Primary Oligodendrocyte Precursor Cell (OPC) Cultures.

OPC cultures were developed from the cortices of neonatal Sprague-Dawley rat pups (P0–2; Harlan), as previously described [15]. Cortices were denuded of meninges and hippocampi and were then mechanically minced and manually homogenized with a flame polished Pasteur pipet into a single cell suspension in culture medium (DMEM/F12, Gibco) containing 10% fetal bovine serum (FBS; Denville Scientific), and 1% penicillin/streptomycin (Fisher Scientific). The cell suspension was spun for 10 min (1800 rpm, RT) and the pellet was resuspended in culture media for plating into flasks coated with poly-L-lysine (PLL 0.3 mg/mL; Sigma Aldrich). Confluent cell monolayers were then shaken for 1 hour (55 rpm, 37˚C), media exchanged with fresh culture media to remove any cellular debris and microglia and then returned to the incubator for 2–4 hours (37°C). Cultures were then shaken overnight (255 rpm) to lift OPCs. Supernatant from shaken flasks was spun down (1800 rpm, 10 min), the pellet resuspended in media, and then incubated (37°C), for 3–4 hrs to limit astrocyte contamination.
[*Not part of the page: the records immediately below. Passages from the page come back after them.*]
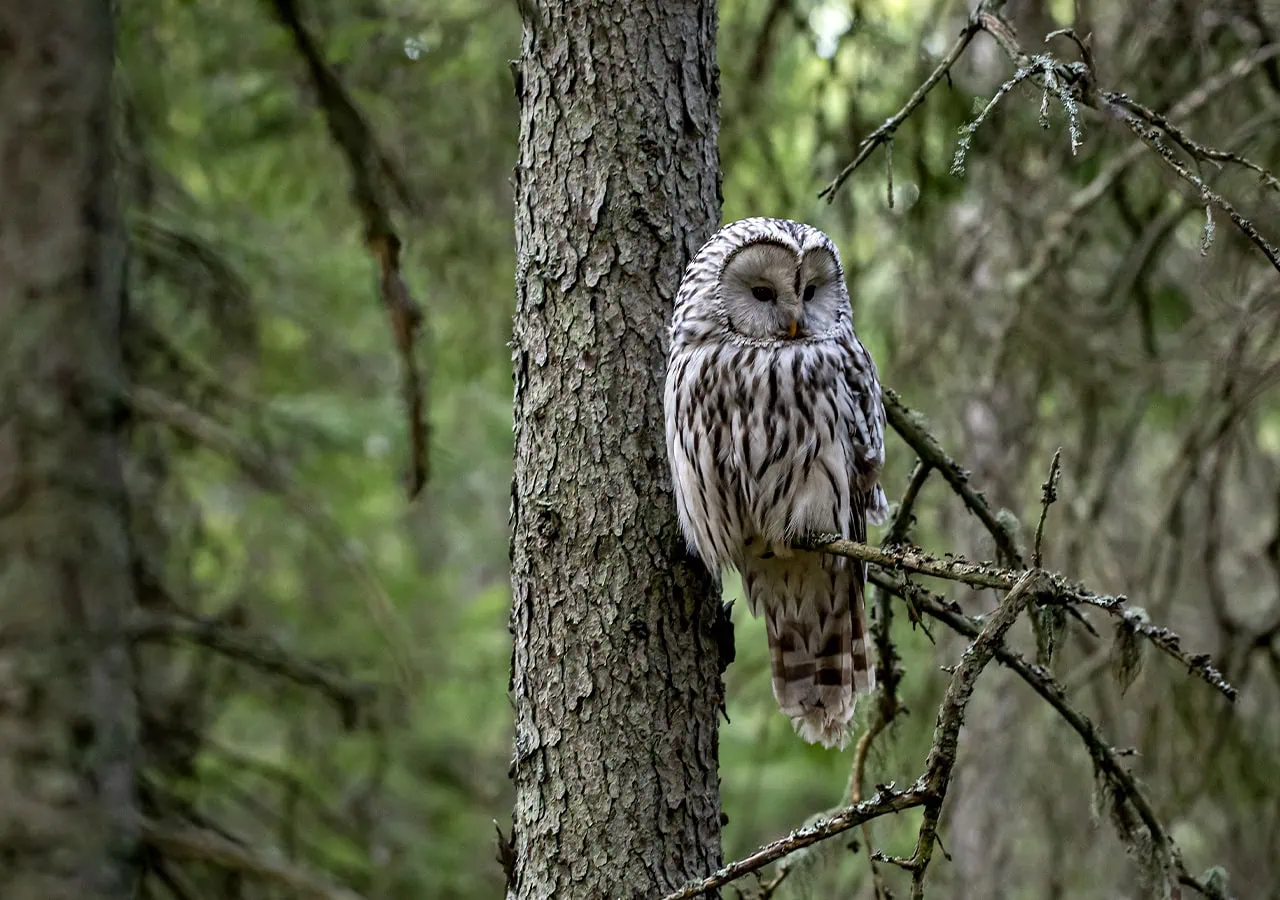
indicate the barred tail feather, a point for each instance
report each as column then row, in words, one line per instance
column 818, row 642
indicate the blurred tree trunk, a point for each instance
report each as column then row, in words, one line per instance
column 616, row 667
column 68, row 717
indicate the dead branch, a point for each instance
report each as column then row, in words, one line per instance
column 1075, row 83
column 274, row 476
column 371, row 177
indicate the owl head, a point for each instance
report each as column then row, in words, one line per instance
column 762, row 282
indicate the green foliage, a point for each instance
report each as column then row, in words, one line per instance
column 255, row 302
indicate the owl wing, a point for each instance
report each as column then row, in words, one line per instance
column 863, row 410
column 698, row 439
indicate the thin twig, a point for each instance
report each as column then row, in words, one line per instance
column 371, row 177
column 912, row 430
column 1048, row 494
column 946, row 735
column 986, row 575
column 263, row 654
column 885, row 133
column 886, row 800
column 205, row 846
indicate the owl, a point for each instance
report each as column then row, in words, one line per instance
column 776, row 429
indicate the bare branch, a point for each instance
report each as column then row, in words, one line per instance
column 263, row 654
column 371, row 177
column 272, row 475
column 885, row 133
column 984, row 575
column 205, row 846
column 886, row 800
column 910, row 428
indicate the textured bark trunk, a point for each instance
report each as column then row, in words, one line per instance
column 68, row 812
column 616, row 666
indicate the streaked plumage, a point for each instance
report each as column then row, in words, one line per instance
column 775, row 429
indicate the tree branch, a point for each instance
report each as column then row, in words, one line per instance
column 983, row 575
column 348, row 695
column 371, row 174
column 886, row 800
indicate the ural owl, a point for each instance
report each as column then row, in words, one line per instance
column 776, row 429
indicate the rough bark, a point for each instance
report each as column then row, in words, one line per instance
column 616, row 666
column 68, row 721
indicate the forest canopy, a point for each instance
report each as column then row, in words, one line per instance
column 1059, row 240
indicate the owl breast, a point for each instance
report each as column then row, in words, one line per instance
column 766, row 444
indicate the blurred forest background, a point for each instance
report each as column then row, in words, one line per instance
column 1040, row 300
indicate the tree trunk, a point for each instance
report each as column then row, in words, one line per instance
column 68, row 716
column 616, row 663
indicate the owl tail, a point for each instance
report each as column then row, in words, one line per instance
column 819, row 647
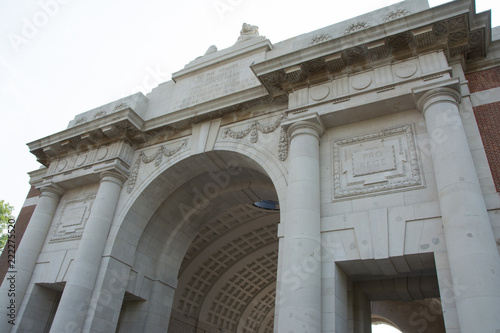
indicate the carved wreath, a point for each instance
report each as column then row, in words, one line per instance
column 157, row 157
column 256, row 127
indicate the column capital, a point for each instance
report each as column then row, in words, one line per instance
column 447, row 90
column 309, row 124
column 438, row 95
column 52, row 190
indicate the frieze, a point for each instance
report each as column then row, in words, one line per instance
column 99, row 114
column 376, row 162
column 358, row 26
column 320, row 39
column 157, row 157
column 395, row 14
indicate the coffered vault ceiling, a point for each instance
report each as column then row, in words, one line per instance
column 228, row 275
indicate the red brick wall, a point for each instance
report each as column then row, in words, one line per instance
column 488, row 118
column 19, row 229
column 484, row 80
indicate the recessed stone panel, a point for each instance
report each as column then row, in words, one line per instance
column 376, row 162
column 365, row 162
column 74, row 216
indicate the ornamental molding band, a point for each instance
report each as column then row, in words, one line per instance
column 157, row 157
column 395, row 14
column 73, row 219
column 376, row 162
column 355, row 27
column 254, row 128
column 320, row 39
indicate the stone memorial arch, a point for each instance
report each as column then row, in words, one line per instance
column 342, row 177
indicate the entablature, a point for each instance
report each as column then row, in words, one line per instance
column 454, row 28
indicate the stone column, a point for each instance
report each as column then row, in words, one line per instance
column 76, row 298
column 29, row 248
column 473, row 255
column 300, row 285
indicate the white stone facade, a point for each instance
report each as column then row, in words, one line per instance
column 364, row 133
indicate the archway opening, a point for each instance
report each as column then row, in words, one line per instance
column 214, row 248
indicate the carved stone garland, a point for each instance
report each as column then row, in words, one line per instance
column 256, row 127
column 157, row 157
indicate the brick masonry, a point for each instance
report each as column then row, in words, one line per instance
column 488, row 118
column 20, row 227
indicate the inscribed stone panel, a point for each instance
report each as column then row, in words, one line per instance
column 74, row 216
column 376, row 162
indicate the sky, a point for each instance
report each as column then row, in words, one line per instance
column 59, row 58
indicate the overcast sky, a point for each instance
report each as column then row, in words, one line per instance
column 59, row 58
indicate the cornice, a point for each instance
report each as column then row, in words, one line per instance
column 452, row 27
column 123, row 125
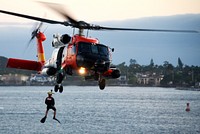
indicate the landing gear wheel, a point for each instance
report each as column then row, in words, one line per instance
column 102, row 84
column 58, row 87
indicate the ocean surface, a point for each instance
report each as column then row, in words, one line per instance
column 115, row 110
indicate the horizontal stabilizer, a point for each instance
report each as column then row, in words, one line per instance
column 24, row 64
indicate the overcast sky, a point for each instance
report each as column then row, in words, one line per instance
column 102, row 10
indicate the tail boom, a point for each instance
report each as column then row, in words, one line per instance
column 24, row 64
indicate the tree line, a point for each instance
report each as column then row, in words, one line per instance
column 180, row 75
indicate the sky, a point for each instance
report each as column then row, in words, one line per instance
column 102, row 10
column 95, row 11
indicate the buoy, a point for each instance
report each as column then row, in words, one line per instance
column 188, row 107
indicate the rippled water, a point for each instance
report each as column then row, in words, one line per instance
column 115, row 110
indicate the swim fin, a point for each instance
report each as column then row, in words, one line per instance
column 43, row 119
column 57, row 120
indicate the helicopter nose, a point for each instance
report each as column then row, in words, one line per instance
column 100, row 63
column 80, row 60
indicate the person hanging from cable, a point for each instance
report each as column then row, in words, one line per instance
column 50, row 102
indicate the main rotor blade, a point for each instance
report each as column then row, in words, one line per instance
column 148, row 30
column 60, row 10
column 34, row 18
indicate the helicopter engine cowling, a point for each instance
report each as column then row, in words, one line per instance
column 59, row 41
column 50, row 71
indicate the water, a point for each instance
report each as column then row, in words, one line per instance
column 115, row 110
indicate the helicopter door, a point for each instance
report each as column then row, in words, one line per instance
column 60, row 57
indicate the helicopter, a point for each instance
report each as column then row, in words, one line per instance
column 78, row 53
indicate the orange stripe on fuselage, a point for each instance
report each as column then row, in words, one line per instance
column 40, row 49
column 41, row 57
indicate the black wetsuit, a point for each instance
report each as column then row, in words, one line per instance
column 49, row 101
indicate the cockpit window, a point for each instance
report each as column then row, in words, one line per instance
column 94, row 49
column 103, row 50
column 85, row 47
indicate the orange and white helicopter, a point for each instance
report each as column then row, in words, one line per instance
column 77, row 53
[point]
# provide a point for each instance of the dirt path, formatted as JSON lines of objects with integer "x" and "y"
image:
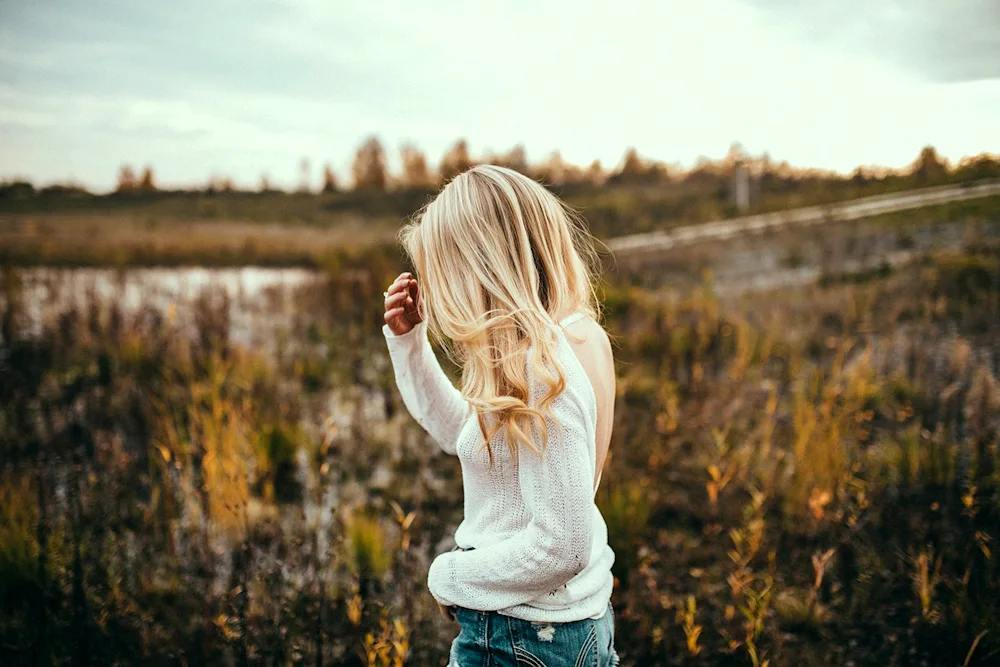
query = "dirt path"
{"x": 849, "y": 210}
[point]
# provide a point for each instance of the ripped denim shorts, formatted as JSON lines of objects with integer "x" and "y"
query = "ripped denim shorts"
{"x": 491, "y": 639}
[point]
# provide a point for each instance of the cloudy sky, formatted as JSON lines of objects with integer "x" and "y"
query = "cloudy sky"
{"x": 247, "y": 87}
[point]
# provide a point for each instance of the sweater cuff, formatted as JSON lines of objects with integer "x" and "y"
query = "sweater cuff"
{"x": 438, "y": 577}
{"x": 412, "y": 334}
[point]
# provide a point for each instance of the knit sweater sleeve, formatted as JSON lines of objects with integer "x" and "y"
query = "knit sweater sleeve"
{"x": 427, "y": 392}
{"x": 557, "y": 488}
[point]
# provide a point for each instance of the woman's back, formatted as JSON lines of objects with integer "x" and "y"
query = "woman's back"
{"x": 590, "y": 343}
{"x": 536, "y": 543}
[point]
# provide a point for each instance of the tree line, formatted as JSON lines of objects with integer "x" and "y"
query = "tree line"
{"x": 370, "y": 172}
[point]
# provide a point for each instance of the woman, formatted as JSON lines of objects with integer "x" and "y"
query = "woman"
{"x": 508, "y": 276}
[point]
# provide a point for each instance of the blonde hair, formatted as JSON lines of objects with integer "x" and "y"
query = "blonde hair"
{"x": 501, "y": 260}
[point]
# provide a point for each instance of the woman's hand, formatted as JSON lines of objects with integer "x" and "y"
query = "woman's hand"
{"x": 403, "y": 304}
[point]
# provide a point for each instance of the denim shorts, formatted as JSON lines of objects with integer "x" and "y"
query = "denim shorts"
{"x": 491, "y": 639}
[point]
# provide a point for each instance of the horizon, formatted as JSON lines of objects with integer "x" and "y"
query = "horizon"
{"x": 242, "y": 94}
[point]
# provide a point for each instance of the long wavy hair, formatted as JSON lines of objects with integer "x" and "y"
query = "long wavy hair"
{"x": 502, "y": 260}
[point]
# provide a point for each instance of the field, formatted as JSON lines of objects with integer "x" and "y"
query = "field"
{"x": 204, "y": 468}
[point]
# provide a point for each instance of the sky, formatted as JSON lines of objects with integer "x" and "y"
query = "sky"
{"x": 243, "y": 88}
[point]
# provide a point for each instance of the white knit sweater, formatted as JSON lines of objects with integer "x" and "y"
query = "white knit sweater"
{"x": 537, "y": 544}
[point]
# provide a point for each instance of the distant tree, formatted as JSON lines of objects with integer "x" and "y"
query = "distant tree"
{"x": 595, "y": 173}
{"x": 455, "y": 161}
{"x": 516, "y": 158}
{"x": 415, "y": 171}
{"x": 304, "y": 176}
{"x": 265, "y": 184}
{"x": 929, "y": 167}
{"x": 635, "y": 169}
{"x": 329, "y": 179}
{"x": 557, "y": 171}
{"x": 147, "y": 182}
{"x": 218, "y": 183}
{"x": 632, "y": 165}
{"x": 126, "y": 178}
{"x": 369, "y": 167}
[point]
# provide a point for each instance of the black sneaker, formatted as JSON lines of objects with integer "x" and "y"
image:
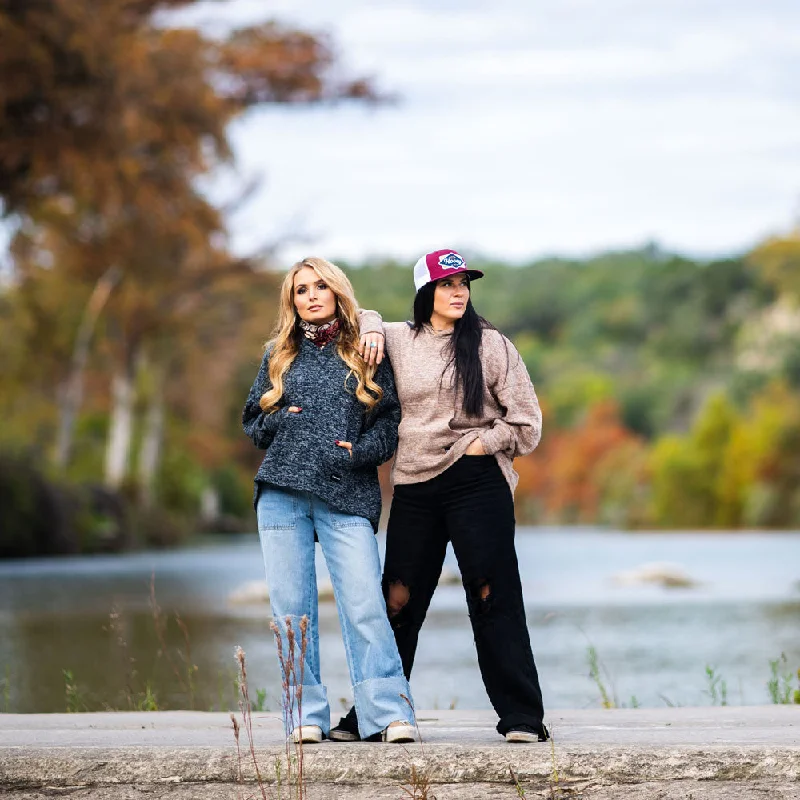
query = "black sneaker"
{"x": 347, "y": 729}
{"x": 526, "y": 734}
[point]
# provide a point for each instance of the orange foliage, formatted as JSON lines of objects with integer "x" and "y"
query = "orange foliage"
{"x": 562, "y": 476}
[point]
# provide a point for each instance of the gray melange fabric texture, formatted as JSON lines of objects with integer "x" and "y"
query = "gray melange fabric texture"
{"x": 301, "y": 453}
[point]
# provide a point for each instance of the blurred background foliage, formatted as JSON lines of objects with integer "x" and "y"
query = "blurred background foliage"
{"x": 130, "y": 332}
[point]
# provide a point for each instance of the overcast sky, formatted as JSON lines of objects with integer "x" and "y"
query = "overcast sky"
{"x": 531, "y": 128}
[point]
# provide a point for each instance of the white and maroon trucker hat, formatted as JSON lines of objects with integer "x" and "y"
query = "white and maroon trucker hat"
{"x": 440, "y": 264}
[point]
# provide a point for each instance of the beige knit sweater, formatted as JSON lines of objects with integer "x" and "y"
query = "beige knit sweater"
{"x": 434, "y": 431}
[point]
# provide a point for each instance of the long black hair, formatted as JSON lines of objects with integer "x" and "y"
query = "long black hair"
{"x": 464, "y": 348}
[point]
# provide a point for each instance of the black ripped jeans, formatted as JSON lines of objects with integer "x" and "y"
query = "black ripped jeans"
{"x": 471, "y": 505}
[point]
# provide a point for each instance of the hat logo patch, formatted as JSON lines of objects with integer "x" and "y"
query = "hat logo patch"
{"x": 451, "y": 261}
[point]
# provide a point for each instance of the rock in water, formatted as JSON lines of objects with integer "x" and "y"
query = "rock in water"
{"x": 670, "y": 576}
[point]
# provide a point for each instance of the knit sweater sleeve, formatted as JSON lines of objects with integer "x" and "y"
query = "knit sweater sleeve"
{"x": 259, "y": 426}
{"x": 518, "y": 431}
{"x": 379, "y": 441}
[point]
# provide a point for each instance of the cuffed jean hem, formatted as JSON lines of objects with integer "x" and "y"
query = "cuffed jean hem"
{"x": 516, "y": 719}
{"x": 313, "y": 710}
{"x": 380, "y": 701}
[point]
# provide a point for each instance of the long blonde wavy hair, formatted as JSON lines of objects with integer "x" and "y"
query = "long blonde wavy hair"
{"x": 285, "y": 342}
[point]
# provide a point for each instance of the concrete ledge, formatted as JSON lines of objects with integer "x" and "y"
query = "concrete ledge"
{"x": 644, "y": 753}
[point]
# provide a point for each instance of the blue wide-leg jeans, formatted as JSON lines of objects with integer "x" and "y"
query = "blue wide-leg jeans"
{"x": 287, "y": 520}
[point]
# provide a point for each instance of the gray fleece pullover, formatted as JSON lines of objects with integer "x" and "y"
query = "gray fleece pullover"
{"x": 300, "y": 449}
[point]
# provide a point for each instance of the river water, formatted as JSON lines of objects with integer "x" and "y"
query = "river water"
{"x": 92, "y": 617}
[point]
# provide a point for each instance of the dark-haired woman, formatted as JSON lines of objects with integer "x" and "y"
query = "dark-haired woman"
{"x": 468, "y": 409}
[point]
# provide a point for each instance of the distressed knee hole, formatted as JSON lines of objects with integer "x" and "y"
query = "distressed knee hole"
{"x": 480, "y": 595}
{"x": 397, "y": 598}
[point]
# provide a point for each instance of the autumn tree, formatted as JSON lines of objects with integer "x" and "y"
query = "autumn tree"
{"x": 109, "y": 115}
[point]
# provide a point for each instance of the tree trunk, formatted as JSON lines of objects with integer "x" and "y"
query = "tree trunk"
{"x": 120, "y": 432}
{"x": 72, "y": 394}
{"x": 152, "y": 438}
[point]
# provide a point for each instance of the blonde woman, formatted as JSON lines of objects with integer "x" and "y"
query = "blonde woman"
{"x": 326, "y": 421}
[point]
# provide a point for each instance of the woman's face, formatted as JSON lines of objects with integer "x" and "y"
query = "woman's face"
{"x": 313, "y": 298}
{"x": 449, "y": 300}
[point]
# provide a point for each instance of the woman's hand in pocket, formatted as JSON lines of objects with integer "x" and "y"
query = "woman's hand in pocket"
{"x": 475, "y": 448}
{"x": 346, "y": 445}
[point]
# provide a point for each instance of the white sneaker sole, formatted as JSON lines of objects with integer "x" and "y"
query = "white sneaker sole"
{"x": 399, "y": 734}
{"x": 307, "y": 734}
{"x": 343, "y": 736}
{"x": 522, "y": 737}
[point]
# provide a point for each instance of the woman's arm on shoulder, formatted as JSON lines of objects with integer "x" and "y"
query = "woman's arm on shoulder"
{"x": 519, "y": 430}
{"x": 259, "y": 426}
{"x": 379, "y": 441}
{"x": 374, "y": 331}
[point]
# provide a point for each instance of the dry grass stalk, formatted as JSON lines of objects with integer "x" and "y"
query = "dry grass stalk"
{"x": 247, "y": 719}
{"x": 292, "y": 665}
{"x": 419, "y": 785}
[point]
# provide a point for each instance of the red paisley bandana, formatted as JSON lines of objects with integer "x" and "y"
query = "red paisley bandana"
{"x": 320, "y": 334}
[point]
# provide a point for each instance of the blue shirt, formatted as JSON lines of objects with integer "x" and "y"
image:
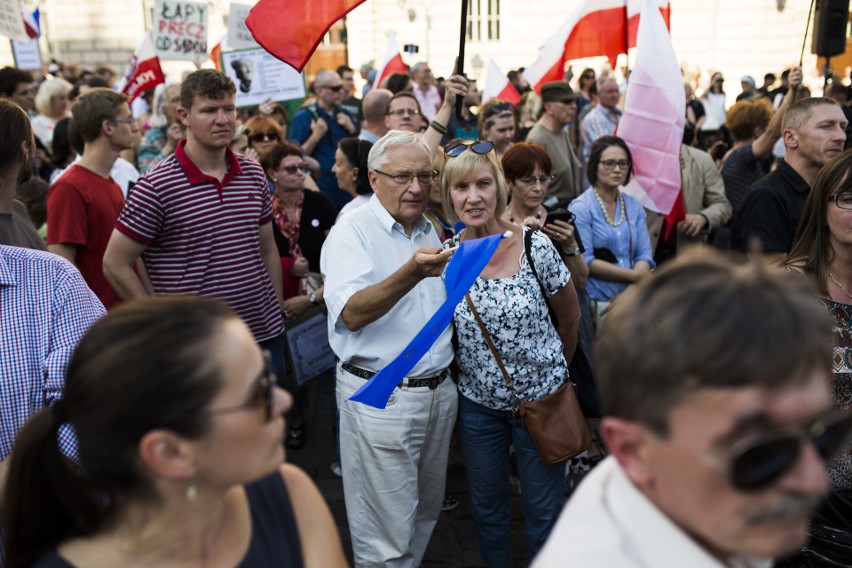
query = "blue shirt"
{"x": 596, "y": 232}
{"x": 45, "y": 308}
{"x": 300, "y": 130}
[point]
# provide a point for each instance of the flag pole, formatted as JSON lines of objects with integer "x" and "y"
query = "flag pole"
{"x": 460, "y": 60}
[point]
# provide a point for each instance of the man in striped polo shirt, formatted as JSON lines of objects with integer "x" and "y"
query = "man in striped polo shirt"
{"x": 201, "y": 220}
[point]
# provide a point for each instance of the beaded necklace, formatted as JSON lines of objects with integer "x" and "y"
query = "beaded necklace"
{"x": 618, "y": 198}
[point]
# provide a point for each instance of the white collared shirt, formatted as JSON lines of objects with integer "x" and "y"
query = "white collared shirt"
{"x": 609, "y": 522}
{"x": 363, "y": 249}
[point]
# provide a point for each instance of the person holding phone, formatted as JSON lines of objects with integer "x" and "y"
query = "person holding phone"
{"x": 618, "y": 247}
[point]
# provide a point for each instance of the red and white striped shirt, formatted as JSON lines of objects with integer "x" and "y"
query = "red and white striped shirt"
{"x": 203, "y": 236}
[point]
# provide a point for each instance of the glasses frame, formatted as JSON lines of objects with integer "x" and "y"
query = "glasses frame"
{"x": 408, "y": 179}
{"x": 266, "y": 401}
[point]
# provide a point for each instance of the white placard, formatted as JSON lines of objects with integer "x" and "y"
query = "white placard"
{"x": 11, "y": 21}
{"x": 180, "y": 30}
{"x": 259, "y": 76}
{"x": 239, "y": 36}
{"x": 309, "y": 348}
{"x": 27, "y": 55}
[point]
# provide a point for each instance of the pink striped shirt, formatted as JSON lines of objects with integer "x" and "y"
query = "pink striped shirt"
{"x": 203, "y": 236}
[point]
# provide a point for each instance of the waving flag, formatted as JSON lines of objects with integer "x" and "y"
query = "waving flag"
{"x": 291, "y": 30}
{"x": 596, "y": 27}
{"x": 143, "y": 72}
{"x": 498, "y": 86}
{"x": 653, "y": 119}
{"x": 391, "y": 63}
{"x": 464, "y": 268}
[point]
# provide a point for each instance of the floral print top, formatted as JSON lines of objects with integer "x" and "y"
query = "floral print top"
{"x": 517, "y": 319}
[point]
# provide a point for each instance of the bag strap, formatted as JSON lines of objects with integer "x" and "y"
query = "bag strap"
{"x": 490, "y": 343}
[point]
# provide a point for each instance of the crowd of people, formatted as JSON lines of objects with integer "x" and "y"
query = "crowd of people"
{"x": 154, "y": 252}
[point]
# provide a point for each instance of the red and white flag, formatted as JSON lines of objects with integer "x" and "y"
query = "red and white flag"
{"x": 143, "y": 72}
{"x": 292, "y": 29}
{"x": 595, "y": 28}
{"x": 498, "y": 86}
{"x": 391, "y": 63}
{"x": 653, "y": 119}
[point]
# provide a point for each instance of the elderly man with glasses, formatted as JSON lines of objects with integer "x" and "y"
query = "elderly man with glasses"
{"x": 719, "y": 418}
{"x": 381, "y": 265}
{"x": 319, "y": 128}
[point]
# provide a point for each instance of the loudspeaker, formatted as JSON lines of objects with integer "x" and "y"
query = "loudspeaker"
{"x": 830, "y": 20}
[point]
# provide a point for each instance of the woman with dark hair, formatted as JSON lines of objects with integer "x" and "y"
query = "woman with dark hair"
{"x": 822, "y": 250}
{"x": 350, "y": 167}
{"x": 178, "y": 427}
{"x": 612, "y": 224}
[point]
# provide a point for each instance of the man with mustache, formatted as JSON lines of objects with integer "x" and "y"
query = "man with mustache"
{"x": 814, "y": 131}
{"x": 718, "y": 417}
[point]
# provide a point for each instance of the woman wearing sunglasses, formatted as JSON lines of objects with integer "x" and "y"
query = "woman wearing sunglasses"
{"x": 612, "y": 224}
{"x": 179, "y": 430}
{"x": 822, "y": 250}
{"x": 511, "y": 304}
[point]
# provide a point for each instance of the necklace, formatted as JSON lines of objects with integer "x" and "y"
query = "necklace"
{"x": 618, "y": 198}
{"x": 839, "y": 285}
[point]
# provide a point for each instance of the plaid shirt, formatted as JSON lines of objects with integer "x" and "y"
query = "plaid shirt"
{"x": 45, "y": 308}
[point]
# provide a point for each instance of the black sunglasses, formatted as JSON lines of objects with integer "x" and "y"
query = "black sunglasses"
{"x": 263, "y": 396}
{"x": 455, "y": 149}
{"x": 269, "y": 134}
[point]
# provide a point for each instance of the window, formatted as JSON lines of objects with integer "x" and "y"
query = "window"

Media was collected, spun down (1800 rpm, 10 min), resuspended in fresh OPC media, and cells plated onto poly-ornithine coated coverslips. For poly-ornithine coating: glass coverslips were washed in sterile 1N HCl (30 min, RT), washed with sterile water (3 times) and then coated with poly-L-ornithine (0.05 mg/mL; Sigma) for 3 hrs (37°C). Once plated onto coverglass, media was exchanged for differentiation media for up to 4 days and then OL maturation was assessed. Differentiation media: Neurobasal media (Gibco) with 2% B27 serum-free supplement (Gibco), 2mM Lglutamine (Gibco), and 10 ng/mL T3 (Sigma). For experimental treatments, OPCs were treated with specific peptides or inhibitors daily for 4 consecutive days (see below) and their effect on OL differentiation assessed by immunocytochemistry using markers to identify each stage of OL differentiation.